Sore itu aku berjalan menyusuri jalanan di sekitar kampus. Sebenarnya Dinar mengajakku datang ke panti. Tapi, entah mengapa rasa malas menjangkiti badanku. Dengan langkah gontai aku sampai di rumah. Terbersit di dalam pikiranku untuk ke tempat Paklik Haryanto. Mungkin ia bisa menjadi tempat pelarianku. Gending hati yang tiba-tiba hadir mengantarkanku menuju kediamannya. Pria itu sedang membersihkan rumahnya. Tangannya masih memegang sapu saat aku datang. Senyuman ramahnya menyapaku dan membuat hatiku sedikit hangat. Kami berdua duduk di depan kandang sapi miliknya di belakang rumah.
“Paklik, Paklik sudah tahu belum Pak Hadi mau menjodohkan Laasya dengan kerabatnya?” Aku memberanikan diri mengajukan pertanyaan pada adik laki-laki Mak Sri yang masih betah melajang ini. Rasa terkejut muncul di wajah Paklik Haryanto.
“Sejak perceraian itu terjadi, Mas Hadi memang ingin menjodohkan Laasya tapi aku dan Mbak Sri selalu menentangnya. Aku kasihan pada Laasya, Mas Wisnu.

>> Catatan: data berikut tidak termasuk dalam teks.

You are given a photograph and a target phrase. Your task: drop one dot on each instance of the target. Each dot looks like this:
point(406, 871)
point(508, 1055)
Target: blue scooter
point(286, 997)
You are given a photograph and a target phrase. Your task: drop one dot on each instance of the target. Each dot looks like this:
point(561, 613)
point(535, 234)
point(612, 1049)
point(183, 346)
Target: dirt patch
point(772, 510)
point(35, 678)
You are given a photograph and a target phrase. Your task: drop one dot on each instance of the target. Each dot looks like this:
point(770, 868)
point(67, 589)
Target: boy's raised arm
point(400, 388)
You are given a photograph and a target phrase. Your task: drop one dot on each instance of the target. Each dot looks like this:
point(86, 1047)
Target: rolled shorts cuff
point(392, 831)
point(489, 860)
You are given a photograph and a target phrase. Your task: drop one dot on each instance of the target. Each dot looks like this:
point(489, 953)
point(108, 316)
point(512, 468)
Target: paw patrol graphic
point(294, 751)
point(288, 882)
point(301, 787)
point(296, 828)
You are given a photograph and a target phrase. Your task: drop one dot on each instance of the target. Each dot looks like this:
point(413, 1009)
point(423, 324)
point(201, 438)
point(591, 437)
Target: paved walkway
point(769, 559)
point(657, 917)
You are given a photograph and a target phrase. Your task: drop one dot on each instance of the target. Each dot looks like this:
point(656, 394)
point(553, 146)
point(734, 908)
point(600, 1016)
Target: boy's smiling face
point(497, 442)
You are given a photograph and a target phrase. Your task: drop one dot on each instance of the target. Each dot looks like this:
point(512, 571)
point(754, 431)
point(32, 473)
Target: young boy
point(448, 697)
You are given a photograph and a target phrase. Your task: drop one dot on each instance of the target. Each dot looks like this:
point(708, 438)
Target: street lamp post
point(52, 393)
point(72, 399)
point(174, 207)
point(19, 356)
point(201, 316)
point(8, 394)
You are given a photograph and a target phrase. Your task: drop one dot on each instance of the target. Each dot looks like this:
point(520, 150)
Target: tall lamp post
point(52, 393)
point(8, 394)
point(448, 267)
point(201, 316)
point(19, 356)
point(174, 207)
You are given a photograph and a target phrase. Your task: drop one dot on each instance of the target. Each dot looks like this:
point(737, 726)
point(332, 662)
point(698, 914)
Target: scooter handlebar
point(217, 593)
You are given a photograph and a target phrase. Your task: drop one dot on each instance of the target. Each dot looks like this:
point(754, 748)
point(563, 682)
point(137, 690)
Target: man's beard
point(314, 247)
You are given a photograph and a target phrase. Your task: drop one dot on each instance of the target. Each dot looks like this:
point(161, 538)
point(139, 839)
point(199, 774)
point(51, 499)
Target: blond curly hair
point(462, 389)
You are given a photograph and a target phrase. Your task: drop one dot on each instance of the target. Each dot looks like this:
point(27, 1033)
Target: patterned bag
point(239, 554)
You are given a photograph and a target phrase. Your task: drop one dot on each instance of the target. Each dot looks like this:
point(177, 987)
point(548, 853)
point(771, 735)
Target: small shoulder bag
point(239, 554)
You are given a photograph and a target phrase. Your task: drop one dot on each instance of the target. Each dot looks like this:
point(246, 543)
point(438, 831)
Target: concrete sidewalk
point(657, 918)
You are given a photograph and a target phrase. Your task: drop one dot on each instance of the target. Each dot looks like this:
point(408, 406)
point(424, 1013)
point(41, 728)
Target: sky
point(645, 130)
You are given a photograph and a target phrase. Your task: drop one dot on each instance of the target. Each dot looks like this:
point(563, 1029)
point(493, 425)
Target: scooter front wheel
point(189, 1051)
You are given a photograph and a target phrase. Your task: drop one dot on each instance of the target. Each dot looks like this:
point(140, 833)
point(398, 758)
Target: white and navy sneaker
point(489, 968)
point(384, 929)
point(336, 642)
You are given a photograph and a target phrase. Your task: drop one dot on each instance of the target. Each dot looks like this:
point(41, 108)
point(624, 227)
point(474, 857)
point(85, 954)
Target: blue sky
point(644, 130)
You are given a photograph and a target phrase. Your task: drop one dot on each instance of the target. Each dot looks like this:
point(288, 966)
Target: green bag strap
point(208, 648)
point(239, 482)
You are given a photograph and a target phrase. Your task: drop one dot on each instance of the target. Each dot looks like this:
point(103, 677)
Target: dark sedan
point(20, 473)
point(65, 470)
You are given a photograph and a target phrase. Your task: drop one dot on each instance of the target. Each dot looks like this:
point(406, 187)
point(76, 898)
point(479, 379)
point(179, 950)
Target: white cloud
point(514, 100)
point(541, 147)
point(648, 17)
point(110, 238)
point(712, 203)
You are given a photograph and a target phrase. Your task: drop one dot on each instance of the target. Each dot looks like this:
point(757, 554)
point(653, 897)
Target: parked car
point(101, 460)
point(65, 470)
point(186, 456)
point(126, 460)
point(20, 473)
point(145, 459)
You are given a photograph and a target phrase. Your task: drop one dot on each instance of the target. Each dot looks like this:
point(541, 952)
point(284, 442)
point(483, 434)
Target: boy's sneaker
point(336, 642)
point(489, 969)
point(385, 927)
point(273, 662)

Dia hanya gadis biasa yang mendambakan hidup dengan orang yang mencintainya. Nanti biar aku bicarakan dengan Mbak Sri. Mas Hadi tidak berhak mengatur hidup Laasya seperti itu,” balas Paklik Haryanto sambil mengambil rumput dan memberikannya pada sapi di depannya.
“Mohon bantuannya Paklik, hanya Paklik yang bisa saya andalkan. Akhir-akhir ini Laasya sedikit ragu dengan hubungan kami. Saya takut masalah ini yang membuatnya bimbang.”
“Kamu tenang saja, Mas Wisnu. Aku dan Mbak Sri tak bisa membiarkan Mas Hadi berbuat sesuka hati terhadap Laasya. Dia memang ayah kandung Laasya, tapi Laasya berhak menentukan pilihannya.” Paklik Haryanto tersenyum dan menepuk pundakku. Aku bisa merasakan dukungan kuat darinya. Deru sepeda motor terdengar masuk ke halaman Paklik Haryanto. Suara yang sangat kukenal memanggil-manggil nama Paklik Haryanto dan semakin mendekat ke tempat kami duduk. Sosok gadis yang membawa sekarung pakan ternak itu terkejut melihatku duduk di depan kandang.
“Kamu kok bisa di sini?” tanya Laasya penasaran.
“Hm, lagi berdiskusi dengan Paklik. Bagaimana kondisi Bapak?”
“Oh, berangsur membaik. Lusa boleh pulang.” Laasya duduk di sampingku. Aku hanya ber-oh ria. Bau kotoran sapi tak menganggu kami, kami tetap nyaman duduk di tempat itu.